Governor Andrew Cuomo is again examining mistakes made abroad in preparation for allowing in-person schooling to continue as New Yorkers continue to see a low COVID-19 infection rate in comparison to other states.
The governor says Israel will act as a warning to New York in terms of putting kids back in classrooms, but that teachers would not be forced to return to work if they feel unsafe for the time being. However, if the infection rate hits 9 percent, schools would go back to remote learning.

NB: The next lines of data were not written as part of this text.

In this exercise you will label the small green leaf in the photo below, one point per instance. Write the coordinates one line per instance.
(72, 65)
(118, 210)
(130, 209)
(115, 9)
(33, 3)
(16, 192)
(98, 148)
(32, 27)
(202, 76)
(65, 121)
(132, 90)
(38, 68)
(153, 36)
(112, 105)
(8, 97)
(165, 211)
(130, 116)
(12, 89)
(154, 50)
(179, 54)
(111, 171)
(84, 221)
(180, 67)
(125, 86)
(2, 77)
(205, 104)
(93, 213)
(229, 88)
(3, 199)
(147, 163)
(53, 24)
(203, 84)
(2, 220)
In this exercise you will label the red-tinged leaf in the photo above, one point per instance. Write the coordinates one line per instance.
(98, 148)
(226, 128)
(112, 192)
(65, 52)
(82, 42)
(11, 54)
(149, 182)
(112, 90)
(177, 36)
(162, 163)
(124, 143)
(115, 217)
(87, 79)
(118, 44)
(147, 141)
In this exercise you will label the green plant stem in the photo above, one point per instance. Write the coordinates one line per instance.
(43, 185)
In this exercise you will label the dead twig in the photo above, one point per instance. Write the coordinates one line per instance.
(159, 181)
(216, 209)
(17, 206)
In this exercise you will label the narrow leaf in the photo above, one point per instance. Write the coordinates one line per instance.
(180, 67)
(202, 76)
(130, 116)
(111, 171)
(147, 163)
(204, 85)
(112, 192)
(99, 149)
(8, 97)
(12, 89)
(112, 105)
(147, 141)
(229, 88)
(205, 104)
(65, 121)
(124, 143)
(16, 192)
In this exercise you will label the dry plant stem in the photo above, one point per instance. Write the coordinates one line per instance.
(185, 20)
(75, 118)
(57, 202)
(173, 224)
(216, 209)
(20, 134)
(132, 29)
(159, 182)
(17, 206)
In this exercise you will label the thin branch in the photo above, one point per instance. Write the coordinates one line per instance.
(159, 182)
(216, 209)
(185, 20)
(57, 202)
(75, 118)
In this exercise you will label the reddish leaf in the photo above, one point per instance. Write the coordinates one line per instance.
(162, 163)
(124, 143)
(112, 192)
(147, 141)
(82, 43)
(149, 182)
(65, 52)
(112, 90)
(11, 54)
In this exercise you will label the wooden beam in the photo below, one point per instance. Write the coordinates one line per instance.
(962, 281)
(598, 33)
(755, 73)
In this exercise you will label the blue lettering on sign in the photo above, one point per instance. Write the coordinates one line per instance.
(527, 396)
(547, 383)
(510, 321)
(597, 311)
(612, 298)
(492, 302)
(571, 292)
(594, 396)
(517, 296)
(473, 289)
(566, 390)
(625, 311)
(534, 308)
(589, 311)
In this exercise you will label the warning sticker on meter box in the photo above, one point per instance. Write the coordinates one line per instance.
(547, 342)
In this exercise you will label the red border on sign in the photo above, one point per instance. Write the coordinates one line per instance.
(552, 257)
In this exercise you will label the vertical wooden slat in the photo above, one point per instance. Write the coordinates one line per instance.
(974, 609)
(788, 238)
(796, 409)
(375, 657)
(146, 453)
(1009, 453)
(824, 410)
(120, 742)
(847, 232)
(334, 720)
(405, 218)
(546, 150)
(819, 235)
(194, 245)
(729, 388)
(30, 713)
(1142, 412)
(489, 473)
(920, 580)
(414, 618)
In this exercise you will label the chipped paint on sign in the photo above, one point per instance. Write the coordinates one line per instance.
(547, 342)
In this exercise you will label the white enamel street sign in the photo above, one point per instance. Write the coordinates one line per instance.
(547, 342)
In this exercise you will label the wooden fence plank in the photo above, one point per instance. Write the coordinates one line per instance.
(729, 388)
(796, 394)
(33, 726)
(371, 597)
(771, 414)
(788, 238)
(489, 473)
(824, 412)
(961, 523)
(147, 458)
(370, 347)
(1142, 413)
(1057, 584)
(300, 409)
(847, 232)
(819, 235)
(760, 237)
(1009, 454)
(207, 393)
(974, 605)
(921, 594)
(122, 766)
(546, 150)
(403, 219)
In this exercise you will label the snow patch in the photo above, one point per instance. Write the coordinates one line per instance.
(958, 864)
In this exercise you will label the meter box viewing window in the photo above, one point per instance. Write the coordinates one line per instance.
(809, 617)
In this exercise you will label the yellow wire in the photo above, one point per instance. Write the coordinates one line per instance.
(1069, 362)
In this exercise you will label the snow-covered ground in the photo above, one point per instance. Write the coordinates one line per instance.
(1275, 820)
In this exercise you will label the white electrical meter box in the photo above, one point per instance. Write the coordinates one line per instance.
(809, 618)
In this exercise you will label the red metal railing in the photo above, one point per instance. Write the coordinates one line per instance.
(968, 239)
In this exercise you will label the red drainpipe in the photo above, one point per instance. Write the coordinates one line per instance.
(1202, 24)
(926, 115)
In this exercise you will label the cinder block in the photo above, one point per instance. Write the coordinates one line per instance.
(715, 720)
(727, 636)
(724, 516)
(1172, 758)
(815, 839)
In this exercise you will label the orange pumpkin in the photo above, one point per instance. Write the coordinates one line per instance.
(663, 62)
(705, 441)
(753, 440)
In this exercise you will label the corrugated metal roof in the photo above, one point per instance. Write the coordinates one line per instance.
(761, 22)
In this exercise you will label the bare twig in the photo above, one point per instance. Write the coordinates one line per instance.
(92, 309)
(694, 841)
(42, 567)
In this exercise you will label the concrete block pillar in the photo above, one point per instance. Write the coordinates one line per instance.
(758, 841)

Some school districts have issued plans to the state that need to be approved before children to return, but Cuomo acknowledged that remote learning was not an “equitable” scenario due to the rapid transition from the onset of COVID-19 in March.
“Israel is fighting a second wave after opening schools,” Cuomo said. “It’s about the parents being comfortable. Just because the school district says we’re open does not mean students are going to go, I can tell you that right now … It is going to be dependent on the school district’s plan and there’s going to have to be some dialogue because the plans are going to generate questions from the parents. That dialogue is going to be important because if parents don’t feel comfortable, they’re not going to send the children.”
Testing capacity will be just one hurdle for reopening even though as of Sunday the state had completed up to 6 million tests since the pandemic began, according to Cuomo — almost 59,000 on Saturday alone.
Whether or not teacher unions could make the reopening of school more difficult, Cuomo said their level of comfort would need to be taken into account as well.
“If the union isn’t comfortable with a plan, I don’t know that it would have to come down to a strike, but if the union and the teachers aren’t comfortable then they’re not going to show up and that’s a problem,” Cuomo said. “This is about common sense and public health.”
Mayor Bill de Blasio outlined a basic citywide plan on Friday in which schools will reopen in the fall, but only if the infection rate for the general public remains below 3 percent. Social distancing guidelines will be applied to classrooms as well as free personal protective equipment provided at no cost, according to de Blasio. Schools will be cleaned daily and nightly.
Students and education staff will also be given priority testing by the city.
This story first appeared on amny.com.